When selling goods or services on credit terms there is always the risk of protracted default, insolvency or bankruptcy of the buyers. Economic uncertainty continues to make trade credit insurance essential for domestic and international suppliers to protect their accounts receivable.
Understanding the complex coverage issues that can exist under trade credit policies is essential. We have been involved in drafting policy wording and coverage for insurers and their insured businesses, negotiated insurance terms, coverage and credit limits.
Obtaining fast relief under trade credit insurance policies is essential for businesses and we work swiftly when there is a default to determine the cause and find the most way to achieve resolution.
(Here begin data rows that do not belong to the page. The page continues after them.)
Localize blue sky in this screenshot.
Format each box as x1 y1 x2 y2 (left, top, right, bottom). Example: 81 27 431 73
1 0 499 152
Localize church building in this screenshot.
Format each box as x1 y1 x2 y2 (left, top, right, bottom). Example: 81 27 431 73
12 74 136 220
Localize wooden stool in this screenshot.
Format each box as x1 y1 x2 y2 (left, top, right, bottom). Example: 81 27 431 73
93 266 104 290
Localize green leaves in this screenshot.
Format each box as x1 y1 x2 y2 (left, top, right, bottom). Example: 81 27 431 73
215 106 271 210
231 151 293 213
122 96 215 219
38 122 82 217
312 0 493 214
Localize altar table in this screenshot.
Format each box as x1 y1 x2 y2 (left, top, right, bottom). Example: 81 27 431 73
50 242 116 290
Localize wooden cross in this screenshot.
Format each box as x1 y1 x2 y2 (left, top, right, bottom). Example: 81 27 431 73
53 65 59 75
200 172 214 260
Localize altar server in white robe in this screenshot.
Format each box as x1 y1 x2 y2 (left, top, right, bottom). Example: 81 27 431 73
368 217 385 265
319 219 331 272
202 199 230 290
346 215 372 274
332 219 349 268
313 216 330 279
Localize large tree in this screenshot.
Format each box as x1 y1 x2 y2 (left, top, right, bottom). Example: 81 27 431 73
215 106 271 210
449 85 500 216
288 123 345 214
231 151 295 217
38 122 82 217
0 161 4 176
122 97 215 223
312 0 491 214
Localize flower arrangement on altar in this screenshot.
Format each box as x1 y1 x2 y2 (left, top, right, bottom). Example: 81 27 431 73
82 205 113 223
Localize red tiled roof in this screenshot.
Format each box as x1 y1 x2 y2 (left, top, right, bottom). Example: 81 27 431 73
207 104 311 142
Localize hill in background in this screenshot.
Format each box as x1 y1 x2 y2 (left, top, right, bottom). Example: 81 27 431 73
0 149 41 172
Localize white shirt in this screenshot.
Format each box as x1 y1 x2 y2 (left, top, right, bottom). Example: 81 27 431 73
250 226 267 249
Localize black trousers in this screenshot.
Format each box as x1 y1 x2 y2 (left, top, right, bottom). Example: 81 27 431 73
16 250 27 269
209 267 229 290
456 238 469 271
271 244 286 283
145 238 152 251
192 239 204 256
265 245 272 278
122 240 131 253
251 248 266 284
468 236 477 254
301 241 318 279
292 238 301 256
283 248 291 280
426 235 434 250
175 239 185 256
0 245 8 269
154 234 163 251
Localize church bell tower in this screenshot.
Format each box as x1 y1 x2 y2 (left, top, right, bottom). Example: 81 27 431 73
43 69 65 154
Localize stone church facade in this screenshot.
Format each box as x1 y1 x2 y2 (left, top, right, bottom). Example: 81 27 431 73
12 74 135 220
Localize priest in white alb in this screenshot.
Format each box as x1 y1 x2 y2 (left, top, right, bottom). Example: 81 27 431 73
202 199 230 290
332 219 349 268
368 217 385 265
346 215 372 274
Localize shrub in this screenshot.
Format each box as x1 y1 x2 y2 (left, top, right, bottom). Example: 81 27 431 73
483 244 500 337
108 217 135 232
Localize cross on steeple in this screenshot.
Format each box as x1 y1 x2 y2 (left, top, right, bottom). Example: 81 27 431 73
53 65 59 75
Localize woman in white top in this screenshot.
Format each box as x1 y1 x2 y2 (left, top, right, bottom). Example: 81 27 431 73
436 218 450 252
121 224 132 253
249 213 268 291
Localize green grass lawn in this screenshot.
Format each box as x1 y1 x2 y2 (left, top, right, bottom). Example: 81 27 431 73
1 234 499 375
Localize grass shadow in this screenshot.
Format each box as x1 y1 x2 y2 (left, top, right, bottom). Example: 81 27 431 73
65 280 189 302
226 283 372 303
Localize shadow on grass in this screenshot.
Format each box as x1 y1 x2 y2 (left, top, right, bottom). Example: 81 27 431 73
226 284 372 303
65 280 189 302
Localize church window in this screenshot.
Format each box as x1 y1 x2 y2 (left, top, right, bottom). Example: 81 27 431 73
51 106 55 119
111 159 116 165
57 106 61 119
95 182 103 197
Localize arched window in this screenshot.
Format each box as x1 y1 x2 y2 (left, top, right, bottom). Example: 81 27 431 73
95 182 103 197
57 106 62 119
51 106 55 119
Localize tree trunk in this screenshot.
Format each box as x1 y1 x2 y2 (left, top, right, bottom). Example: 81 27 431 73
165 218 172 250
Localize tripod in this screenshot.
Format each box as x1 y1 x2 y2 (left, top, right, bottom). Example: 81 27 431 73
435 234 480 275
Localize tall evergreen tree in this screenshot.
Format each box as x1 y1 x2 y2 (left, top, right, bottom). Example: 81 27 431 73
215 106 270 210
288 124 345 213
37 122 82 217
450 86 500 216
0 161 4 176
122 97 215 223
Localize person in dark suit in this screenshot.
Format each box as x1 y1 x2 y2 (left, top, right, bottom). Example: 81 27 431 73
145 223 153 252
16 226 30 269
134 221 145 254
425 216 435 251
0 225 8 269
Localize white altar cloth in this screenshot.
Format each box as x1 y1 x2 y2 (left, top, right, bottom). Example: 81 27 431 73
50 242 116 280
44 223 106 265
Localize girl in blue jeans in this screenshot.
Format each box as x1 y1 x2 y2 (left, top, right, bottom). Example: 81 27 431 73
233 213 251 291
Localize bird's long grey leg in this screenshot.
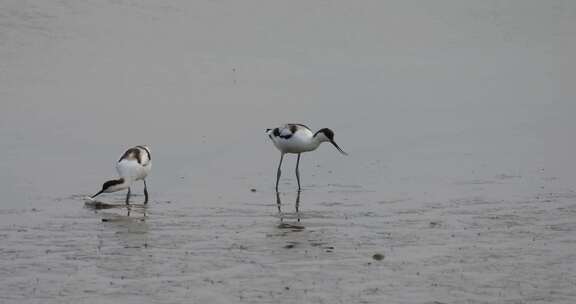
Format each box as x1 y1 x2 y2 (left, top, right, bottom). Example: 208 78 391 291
276 190 283 222
143 179 149 204
276 153 284 192
295 153 302 191
295 190 301 222
125 188 131 205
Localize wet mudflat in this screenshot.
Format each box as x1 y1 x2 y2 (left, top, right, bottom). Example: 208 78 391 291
1 1 575 303
2 180 576 303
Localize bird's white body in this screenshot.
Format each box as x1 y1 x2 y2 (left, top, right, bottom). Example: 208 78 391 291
266 124 323 154
266 124 347 191
93 146 152 204
116 146 152 183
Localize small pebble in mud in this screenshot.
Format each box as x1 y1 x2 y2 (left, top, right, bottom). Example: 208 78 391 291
250 188 257 192
372 253 384 261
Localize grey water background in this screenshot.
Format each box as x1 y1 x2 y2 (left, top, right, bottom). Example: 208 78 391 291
1 0 575 303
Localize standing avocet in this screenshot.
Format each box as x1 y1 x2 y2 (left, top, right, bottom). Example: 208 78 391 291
92 145 152 204
266 124 347 191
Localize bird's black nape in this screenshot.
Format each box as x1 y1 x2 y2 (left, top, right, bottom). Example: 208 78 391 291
314 128 334 140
The cause of default can be triggered by a myriad of different circumstances, and often there are competing contractual, insurance and property claims at play.
We work with insurers and insured businesses to achieve mediated outcomes where at all possible but if this is not possible, have a formidable litigation team with an excellent track record of success. We have experience in negotiating terms and resolving disputes on single transactions and portfolios of goods. We have advised on trade credit policies from private insurance companies, government export credit agencies and reinsurers. We have also prosecuted substantial claims on behalf of insureds against trade credit insurers. When the initial claim is settled, we work with insurers on recovery actions.
We achieved a successful mediated outcome in a $3 million dispute between a petroleum company and a major trade credit insurer for damages for breach of contract in Queensland.
Advised various insurers on policy coverage concerning numerous claims made under trade credit policies arising out of the failure of SAMIR, a Moroccan based oil refiner that was placed into liquidation owing its creditors US$4.8 billion.